Sphingolipids are essential components of cell membrane and its metabolite sphingosine-1-phosphate (S1P) functions as a signaling molecule through G-protein coupled receptors of S1P (S1PR1-5). Cells constantly maintain the sphingolipid levels by a series of metabolic chemical reactions. Aberrant sphingolipid metabolism and signaling cause various diseases and developmental abnormalities and there is no cure at present.

As research tools, I create mouse and cultured cell models of sphingolipid metabolic disorders and reporter system that enables detecting S1PR activation. Genetically engineered models allow us to dissect the role of sphingolipid metabolism and signaling.
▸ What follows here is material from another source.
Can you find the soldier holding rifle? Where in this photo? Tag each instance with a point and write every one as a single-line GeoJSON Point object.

Gene therapy is a promising treatment for hereditary diseases. I aim to correct genetic mutation in disease mouse models by gene therapies and improve the method to treat sphingolipid metabolic disorders.

Select Publications

Identification of two lipid phosphatases that regulate sphingosine-1-phosphate cellular uptake and recycling.
Kono M, Hoachlander-Hobby LE, Majumder S, Schwartz R, Byrnes C, Zhu H, Proia RL.
J Lipid Res (2022 Jun) 63:100225. Abstract/Full Text
Endothelial S1P(1) Signaling Counteracts Infarct Expansion in Ischemic Stroke.
Nitzsche A, Poittevin M, Benarab A, Bonnin P, Faraco G, Uchida H, Favre J, Garcia-Bonilla L, Garcia MCL, Léger PL, Thérond P, Mathivet T, Autret G, Baudrie V, Couty L, Kono M, Chevallier A, Niazi H, Tharaux PL, Chun J, Schwab SR, Eichmann A, Tavitian B, Proia RL, Charriaut-Marlangue C, Sanchez T, Kubis N, Henrion D, Iadecola C, Hla T, Camerer E.
Circ Res (2021 Feb 5) 128:363-382. Abstract/Full Text
View More Publications

Research in Plain Language

My research focuses on understanding the function of sphingolipid metabolism and signaling in normal and disease conditions by using genetically engineered model mice and cells. We also use these models to devise methods to treat sphingolipid metabolic disorders.